In 1996, Republican nominee Robert J. Dole questioned Clinton's commitment to public safety and promised a "real war" on crime. He said liberalism, reflected in federal judicial appointments, was one of the "root causes of the crime explosion."
Clinton fought back fiercely and effectively, pointing out that Dole and then-House Speaker Newt Gingrich opposed the Brady handgun control law and that many Republican politicians favored a repeal of the ban on assault weapons.
The president also touted a crime bill that turned dozens of offenses into federal crimes and boasted about Justice Department subsidies designed to put 100,000 more police officers on the street. He won the endorsement of the national Fraternal Order of Police, a union that counts 293,000 members. The FOP had supported George Bush in 1992.
As the FOP considers its 2000 endorsement, which Executive Director James Pasco expects to be made in early September, Gore and George W. Bush are so far treating crime as a second-tier issue. In a June 29 Gallup poll, 12 percent of respondents identified crime and violence as the most important problem facing the country, down from 20 percent two years ago.
In important ways, their publicly spoken approaches are similar. Both talk tough and both favor the death penalty, with 143 Texans executed since Bush took office in 1995. Both talk of adult society's need to set a better moral example and pay more attention to children.
Yet when it comes to specifics, the differences often seem modest.
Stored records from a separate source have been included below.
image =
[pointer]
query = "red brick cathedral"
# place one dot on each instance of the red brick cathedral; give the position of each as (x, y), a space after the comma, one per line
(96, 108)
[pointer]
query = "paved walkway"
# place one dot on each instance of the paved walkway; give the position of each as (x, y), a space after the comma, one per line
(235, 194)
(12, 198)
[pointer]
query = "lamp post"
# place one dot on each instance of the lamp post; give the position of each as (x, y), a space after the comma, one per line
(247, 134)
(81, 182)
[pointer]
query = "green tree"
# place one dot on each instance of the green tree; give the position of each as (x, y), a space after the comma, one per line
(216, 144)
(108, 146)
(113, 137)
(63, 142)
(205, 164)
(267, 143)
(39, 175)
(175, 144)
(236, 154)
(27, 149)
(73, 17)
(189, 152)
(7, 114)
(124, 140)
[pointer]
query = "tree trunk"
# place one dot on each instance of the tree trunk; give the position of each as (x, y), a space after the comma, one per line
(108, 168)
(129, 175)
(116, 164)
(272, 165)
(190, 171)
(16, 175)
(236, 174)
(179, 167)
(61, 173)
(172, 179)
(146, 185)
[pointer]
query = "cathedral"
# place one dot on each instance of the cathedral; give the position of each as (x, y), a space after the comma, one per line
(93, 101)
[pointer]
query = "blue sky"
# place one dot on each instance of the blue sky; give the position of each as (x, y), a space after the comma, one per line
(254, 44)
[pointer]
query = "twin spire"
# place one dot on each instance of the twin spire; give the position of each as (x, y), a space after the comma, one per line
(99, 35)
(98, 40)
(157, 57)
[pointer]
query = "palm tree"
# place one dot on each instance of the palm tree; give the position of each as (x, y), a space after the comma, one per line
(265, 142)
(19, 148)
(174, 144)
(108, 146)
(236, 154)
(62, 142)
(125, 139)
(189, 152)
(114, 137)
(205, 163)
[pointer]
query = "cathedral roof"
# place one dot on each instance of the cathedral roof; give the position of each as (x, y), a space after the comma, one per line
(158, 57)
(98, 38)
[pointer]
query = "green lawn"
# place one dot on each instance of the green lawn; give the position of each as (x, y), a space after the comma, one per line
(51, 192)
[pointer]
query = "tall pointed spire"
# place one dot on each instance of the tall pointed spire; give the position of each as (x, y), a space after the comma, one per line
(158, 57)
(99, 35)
Bush wants to eliminate federal support for the 100,000 police officers project. He touts the Texas record of increased criminal convictions and longer prison sentences.
Gore favors a constitutional amendment to guarantee victims' rights, a pitch he is making in campaign advertisements. He praises the 100,000 police officers program and calls for 50,000 more. He says he wants to be "a law enforcement president."
"It's just one-upmanship about who can be the toughest," contends Stephen Bright, director of the Southern Center for Human Rights. "There's really no debate on crime anymore. You've got to be able to show some difference. I don't think there's any difference."
In recent times, much of the violence attracting great attention has been committed by children, often on school grounds where young gunslingers enact murderous fantasies. Kids killing kids is a story that grabs attention, as in February in Michigan, where a first-grader shot a classmate after stealing a gun from the drug house where he was staying.
Such crimes are viewed differently from burglaries and many urban slayings because, as Pew's Kohut puts it, "they speak to a larger moral decay." With that in mind, the presidential candidates are preaching moral uplift and increased personal responsibility, aiming to show concern for the troubled as well as fierceness toward the guilty.
Gore, like Clinton before him, points to guns as part of the problem. And that is where a notable difference exists between the two candidates. Bush believes current gun laws are adequate and simply should be better enforced, while Gore favors stricter regulation of gun sales and ownership.
"Clinton has taken the general crime issue away from the Republicans, and he has equated gun crime with crime, which puts the Republicans in a very difficult position. Whenever they mention crime, he says we need to deal with guns," Pasco said.
"I'm not saying the Republicans are at all soft on crime," Pasco said, "but Clinton has found a novel way to make them look that way."